Home address (not required): this is useful if it is necessary to forward post to you during the holidays

Email: to communicate with you

Mobile phone number: to communicate with you

Gender: because Heathfield has a flat reserved for women only

Month of birth: to ensure a good mix in the flats

Studying at/applying to: to ensure a good mix in the flats

Course title: to ensure a good mix in the flats

Level of study: to ensure a good mix in the flats

When accommodation needed: for room allocation and to draw up the contract

Accommodation requirements: for room allocation (e.g disabled)

Forwarding address (collected as residents leave): to forward post

3. Who processes personal data on Heathfield applicants and residents?

The joint Data Controllers for your personal data at Heathfield are David and Sarah Patey. 

The Data Protection Officer at Heathfield is Sarah Patey.

All digital processing is carried out on machines with current virus protection that is regularly updated.

Students complete the online application form on the website. It is made clear that applicants must tick the checkbox to demonstrate consent for Heathfield to process the personal data collected. The application is stored in Flamingo Inmail in the website. Access to the website is secured by strong password.

David and Sarah Patey each receive a copy of the application form as an email.

Sarah’s email data is stored on her PC, which is protected by password and encrypted.

David’s email data is in Gmail, which is protected by password and encrypted. The application information is printed out and stored in a locked cabinet.

We take photocopies of right to rent and student status documents when students move in. These copies are needed in order to comply with the law and to demonstrate exemption from council tax. They are stored in a locked filing cabinet.

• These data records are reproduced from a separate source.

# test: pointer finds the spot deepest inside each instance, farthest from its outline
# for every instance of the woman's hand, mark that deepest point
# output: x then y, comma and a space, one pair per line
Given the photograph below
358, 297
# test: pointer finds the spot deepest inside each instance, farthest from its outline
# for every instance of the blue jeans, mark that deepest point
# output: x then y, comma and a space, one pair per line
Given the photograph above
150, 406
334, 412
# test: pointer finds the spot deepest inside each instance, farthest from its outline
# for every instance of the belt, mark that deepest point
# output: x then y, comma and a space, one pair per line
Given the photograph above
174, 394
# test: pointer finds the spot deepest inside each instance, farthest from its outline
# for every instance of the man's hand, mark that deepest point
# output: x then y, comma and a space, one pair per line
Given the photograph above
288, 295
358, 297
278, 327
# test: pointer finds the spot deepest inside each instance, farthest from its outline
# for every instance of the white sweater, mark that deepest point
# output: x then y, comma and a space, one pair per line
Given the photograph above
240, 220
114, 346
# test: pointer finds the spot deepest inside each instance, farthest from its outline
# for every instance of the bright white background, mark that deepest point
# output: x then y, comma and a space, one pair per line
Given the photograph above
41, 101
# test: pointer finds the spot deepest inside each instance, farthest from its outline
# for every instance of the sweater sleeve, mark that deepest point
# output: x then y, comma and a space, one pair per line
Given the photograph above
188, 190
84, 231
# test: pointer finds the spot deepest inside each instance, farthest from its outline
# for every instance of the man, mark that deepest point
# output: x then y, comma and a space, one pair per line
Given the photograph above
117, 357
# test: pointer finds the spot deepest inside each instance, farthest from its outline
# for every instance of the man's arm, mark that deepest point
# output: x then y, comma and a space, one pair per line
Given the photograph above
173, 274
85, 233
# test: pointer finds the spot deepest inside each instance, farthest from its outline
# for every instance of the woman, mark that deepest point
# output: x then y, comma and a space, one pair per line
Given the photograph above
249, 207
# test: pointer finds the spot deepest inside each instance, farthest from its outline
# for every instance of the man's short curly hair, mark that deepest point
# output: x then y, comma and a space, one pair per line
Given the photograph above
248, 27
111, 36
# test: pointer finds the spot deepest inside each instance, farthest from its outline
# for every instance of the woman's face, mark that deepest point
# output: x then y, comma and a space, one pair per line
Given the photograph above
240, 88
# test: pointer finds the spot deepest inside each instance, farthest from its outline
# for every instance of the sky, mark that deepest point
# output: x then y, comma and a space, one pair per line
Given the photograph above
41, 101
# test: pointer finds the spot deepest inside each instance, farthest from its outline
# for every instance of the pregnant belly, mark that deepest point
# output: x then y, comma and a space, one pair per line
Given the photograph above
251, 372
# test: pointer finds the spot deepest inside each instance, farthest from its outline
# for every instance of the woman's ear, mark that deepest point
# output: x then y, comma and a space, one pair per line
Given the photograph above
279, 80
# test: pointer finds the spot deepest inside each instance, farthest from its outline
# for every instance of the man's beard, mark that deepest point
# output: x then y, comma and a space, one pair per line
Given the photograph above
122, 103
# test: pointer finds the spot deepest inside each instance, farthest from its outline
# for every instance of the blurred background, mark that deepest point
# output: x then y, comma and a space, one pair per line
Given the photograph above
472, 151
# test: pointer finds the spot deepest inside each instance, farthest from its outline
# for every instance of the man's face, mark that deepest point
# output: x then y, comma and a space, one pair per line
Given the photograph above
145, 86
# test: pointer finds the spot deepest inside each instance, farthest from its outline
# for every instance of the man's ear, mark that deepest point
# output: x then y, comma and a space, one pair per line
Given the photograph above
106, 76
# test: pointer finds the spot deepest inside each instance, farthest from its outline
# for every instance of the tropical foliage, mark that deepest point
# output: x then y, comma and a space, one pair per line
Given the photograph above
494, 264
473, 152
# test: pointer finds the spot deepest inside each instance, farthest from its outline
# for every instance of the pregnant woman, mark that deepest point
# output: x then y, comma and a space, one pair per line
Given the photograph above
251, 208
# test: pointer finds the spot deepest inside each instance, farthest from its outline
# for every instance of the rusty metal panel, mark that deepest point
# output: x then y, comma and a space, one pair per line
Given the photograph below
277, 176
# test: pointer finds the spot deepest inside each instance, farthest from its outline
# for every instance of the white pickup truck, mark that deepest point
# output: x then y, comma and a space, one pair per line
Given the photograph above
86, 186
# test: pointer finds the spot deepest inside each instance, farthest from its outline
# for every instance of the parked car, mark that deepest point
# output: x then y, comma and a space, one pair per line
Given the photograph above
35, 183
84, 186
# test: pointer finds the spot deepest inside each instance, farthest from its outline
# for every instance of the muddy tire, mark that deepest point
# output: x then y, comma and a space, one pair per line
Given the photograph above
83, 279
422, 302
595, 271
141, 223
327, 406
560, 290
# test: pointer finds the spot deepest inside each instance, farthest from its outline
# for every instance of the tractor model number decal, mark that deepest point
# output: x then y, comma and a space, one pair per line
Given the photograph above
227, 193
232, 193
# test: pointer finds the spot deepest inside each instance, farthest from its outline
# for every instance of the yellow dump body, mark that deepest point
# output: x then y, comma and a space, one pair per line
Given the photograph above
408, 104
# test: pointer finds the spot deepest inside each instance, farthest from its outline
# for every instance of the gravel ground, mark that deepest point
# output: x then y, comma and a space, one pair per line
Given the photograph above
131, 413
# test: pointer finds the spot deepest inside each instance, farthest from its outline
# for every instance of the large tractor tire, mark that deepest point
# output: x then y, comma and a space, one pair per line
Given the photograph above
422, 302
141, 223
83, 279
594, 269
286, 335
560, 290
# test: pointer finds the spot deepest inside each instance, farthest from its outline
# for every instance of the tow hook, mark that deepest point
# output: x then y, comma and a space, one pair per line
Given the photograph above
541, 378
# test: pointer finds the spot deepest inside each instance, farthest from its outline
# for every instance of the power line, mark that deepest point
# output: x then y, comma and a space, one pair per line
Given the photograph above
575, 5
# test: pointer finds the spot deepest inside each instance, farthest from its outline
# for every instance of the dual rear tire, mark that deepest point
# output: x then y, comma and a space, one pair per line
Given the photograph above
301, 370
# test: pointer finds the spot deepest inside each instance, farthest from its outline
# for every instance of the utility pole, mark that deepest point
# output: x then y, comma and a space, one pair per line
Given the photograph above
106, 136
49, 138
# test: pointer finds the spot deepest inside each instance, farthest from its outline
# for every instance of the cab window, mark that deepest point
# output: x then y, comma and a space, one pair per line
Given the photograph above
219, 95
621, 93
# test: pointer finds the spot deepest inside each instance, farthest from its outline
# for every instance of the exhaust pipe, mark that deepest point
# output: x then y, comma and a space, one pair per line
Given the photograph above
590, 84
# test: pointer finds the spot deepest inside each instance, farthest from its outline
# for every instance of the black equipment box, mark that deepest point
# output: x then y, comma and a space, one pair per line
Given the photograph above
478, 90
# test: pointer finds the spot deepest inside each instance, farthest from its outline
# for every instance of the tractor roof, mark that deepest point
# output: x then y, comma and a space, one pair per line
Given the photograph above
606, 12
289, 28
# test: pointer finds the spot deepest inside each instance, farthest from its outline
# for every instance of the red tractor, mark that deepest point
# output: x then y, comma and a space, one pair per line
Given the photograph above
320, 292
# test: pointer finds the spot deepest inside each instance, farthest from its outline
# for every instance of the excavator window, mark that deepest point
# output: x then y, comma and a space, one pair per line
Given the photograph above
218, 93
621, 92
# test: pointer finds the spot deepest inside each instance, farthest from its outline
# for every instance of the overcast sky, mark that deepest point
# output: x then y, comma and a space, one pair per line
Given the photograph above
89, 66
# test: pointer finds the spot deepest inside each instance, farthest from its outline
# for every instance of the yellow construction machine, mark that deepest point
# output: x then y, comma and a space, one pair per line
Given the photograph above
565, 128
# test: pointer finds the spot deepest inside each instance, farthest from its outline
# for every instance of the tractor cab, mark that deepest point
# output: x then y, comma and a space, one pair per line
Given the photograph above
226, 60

Application information is kept for a certain period before shredding (information on paper) or secure deletion (digital information):

  • for 3 years in the case of those who do not opt to live at Heathfield, in case they decide to reapply subsequently during their studies
  • for 7 years in the case of those who do opt to live at Heathfield, as the information forms part of the business’s financial records.
4. Your rights when we hold your data

When we hold your data, we process it in accordance with the General Data Protection Regulation.

You are entitled at any time to see the information we hold, and if it is inaccurate/incomplete, you are entitled to request that it be corrected/completed.

You are entitled at any time to withdraw consent for Heathfield and HomeLet to process your data. If you do this, we shall not be able to enter into contract with you.

To withdraw consent, please email live@heathfieldnorwich.co.uk

You need to be aware that if you withdraw your consent, we will not be able to proceed to drawing up a tenancy agreement for you to come and live at Heathfield.